The Consumer Financial Protection Bureau published its quarterly consumer credit trends report on September 25. In the Report, the CFPB gave an in-depth look at bankruptcy trends and the impact of filing for the period 2001-2018, which includes the enactment of the Bankruptcy Abuse Prevention and Consumer Protection Act (“BAPCPA”) and the Great Recession.
The CFPB Report focuses on consumers who filed for bankruptcy protection under Chapters 7 or 13 of the United States Bankruptcy Code. Under a Chapter 7 bankruptcy, a debtor’s non-exempt assets are liquidated in order to repay creditors, and any remaining debt is generally discharged. (Some debts are not dischargeable in bankruptcy. They include, but are not limited to, student loans whose payment would not impose an undue hardship; debts resulting from fraud on the part of the debtor; and domestic support obligations. See 11 U.S.C. § 523(a)(8)(B); 11 U.S.C. § 523(a)(2)(A); and 11 U.S.C. § 523(a)(5).) Under a Chapter 13 bankruptcy, a debtor usually enters a three- or five-year repayment plan to repay a portion of their debt based upon their income. Upon successful completion of their plan, the debtor’s non-mortgage debt is generally discharged. (Not all non-mortgage debt is dischargeable in Chapter 13. See 11 U.S.C. § 1328(a).)

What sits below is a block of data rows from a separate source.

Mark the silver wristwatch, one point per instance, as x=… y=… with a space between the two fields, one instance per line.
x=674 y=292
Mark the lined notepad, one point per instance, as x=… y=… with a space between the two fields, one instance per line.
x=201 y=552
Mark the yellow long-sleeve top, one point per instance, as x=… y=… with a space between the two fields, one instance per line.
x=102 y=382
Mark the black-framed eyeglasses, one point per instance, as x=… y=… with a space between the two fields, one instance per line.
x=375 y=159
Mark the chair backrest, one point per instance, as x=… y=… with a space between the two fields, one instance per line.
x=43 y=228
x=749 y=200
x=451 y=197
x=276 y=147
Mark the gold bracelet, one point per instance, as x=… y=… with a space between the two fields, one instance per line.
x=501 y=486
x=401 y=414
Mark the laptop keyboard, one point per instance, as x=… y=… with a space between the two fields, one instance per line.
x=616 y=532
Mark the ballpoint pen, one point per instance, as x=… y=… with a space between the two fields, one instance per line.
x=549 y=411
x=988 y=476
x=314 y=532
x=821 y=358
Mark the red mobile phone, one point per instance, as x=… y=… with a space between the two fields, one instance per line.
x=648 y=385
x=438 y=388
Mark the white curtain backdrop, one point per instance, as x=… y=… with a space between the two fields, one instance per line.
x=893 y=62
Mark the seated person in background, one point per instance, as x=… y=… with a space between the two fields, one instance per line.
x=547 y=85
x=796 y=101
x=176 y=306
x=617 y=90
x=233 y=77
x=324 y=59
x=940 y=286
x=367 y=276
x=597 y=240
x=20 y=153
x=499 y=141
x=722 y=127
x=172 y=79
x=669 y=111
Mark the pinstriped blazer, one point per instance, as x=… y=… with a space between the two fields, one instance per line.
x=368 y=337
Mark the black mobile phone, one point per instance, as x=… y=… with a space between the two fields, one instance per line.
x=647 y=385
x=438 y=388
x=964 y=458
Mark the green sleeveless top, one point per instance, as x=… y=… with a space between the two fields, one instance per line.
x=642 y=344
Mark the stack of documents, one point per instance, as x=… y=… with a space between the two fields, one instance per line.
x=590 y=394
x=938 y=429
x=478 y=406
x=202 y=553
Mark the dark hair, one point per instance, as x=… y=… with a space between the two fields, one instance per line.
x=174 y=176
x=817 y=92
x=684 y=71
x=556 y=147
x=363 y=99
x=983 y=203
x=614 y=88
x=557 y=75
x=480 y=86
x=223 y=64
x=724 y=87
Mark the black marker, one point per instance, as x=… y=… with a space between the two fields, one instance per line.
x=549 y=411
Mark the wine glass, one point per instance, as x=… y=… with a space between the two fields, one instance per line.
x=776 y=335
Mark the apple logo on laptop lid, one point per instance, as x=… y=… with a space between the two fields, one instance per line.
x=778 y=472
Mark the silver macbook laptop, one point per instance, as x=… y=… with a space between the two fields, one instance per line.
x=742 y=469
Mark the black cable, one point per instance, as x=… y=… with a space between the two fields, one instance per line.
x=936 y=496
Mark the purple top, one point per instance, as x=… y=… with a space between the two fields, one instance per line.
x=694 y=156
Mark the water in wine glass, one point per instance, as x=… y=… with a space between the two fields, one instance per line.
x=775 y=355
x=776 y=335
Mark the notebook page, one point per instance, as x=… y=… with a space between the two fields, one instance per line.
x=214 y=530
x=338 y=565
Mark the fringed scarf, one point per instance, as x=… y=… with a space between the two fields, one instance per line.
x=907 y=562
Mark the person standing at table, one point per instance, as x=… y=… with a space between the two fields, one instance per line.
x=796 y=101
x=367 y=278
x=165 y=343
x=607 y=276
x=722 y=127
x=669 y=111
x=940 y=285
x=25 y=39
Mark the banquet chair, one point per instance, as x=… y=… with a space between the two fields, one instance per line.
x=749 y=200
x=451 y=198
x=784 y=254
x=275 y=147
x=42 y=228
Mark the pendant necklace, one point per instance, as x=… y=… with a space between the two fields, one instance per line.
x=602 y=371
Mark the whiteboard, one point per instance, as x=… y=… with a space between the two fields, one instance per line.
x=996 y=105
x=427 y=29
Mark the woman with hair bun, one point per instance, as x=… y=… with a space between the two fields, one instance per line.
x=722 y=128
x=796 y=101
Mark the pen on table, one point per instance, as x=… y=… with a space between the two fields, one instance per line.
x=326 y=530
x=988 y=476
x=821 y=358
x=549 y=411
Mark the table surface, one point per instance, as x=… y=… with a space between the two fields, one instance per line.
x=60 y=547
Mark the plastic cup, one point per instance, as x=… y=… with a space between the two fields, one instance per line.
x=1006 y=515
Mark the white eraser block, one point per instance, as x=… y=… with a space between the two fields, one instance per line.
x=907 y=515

The information regarding the use of the bankruptcy system and its effects is pivotal to understand the role bankruptcy plays in aiding consumers’ recovery from financial difficulties, the bankruptcy/debt collection dichotomy, and how filing for bankruptcy affects the cost and availability of credit.
A few key findings from the Report include:
- Most personal bankruptcy filings result in a dismissal or a discharge. A dismissal occurs if the debtor fails to meet the requirements set forth by the bankruptcy court. If a debtor files a Chapter 7, it is a safe bet that the debtor will receive a discharge, which takes about four months from filing the petition. If a debtor files a Chapter 13, they have less than 50 percent odds of completing their repayment plans. At no point in the timeframe analyzed by the Report have discharges for Chapter 13 exceeded dismissals.
- In each year from 2001 to 2004, Chapter 7 bankruptcies made up about 75 percent of personal bankruptcy filings. BAPCPA took effect in October 2005, establishing a means test to qualify for filing under Chapter 7. This means that for those with income above a certain limit, they would have to file a Chapter 13 instead of a Chapter 7. This created a rush to file Chapter 7 in the weeks prior to October 17, 2005, increasing the share of Chapter 7 filings to 80 percent of all personal bankruptcy filings that year. Chapter 7 filings immediately dropped in 2006 to around 60 percent, but the percentages increased in the years leading up to the Great Recession, reaching those pre-BAPCPA levels of around 75 percent in 2009 and 2010. Since that time, Chapter 7 filings have consistently declined, appearing to have stabilized at about 63 percent of personal bankruptcy filings – 14 percent lower than in 2001.
- After the passage of BAPCPA, personal bankruptcy filers’ median credit score one year prior to filing bankruptcy increased each year until 2009. After 2009, filers’ median credit score one year prior to filing dropped precipitously in 2010 and continued a negative trend until 2013 for Chapter 13 and 2014 for Chapter 7, likely due to financial difficulties filers faced during the Great Recession which lowered credit scores.
- During the Great Recession, personal bankruptcy filers were facing more than twice the mortgage debt than debtors filing before and after the Great Recession. Student loan debt has steadily increased from 2001 to 2018 for those filers, which is consistent with the increase in the number of outstanding student loans for that time period.
- Median credit scores increased for both Chapter 7 and Chapter 13 filers after filing a bankruptcy petition. Chapter 7 filers receive a quick rise in the first few years as opposed to Chapter 13 filers, likely because a Chapter 7 is discharged in an average of four months, as opposed to Chapter 13 filers’ three- or five-year plan, and the higher likelihood of receiving a discharge in Chapter 7 than Chapter 13. Unfortunately, those filers who filed between 2001 and 2004 were affected by the Great Recession, slowing the recovery in median credit scores.
Because of the proximity between the enactment of the BAPCPA and the beginning of the Great Recession, the CFPB was unable to differentiate the effects each had on bankruptcy filers’ credit scores and debt levels. The CFPB indicates that more research is needed to understand the full ramifications of the BAPCPA.
Troutman Sanders will continue to monitor emerging developments.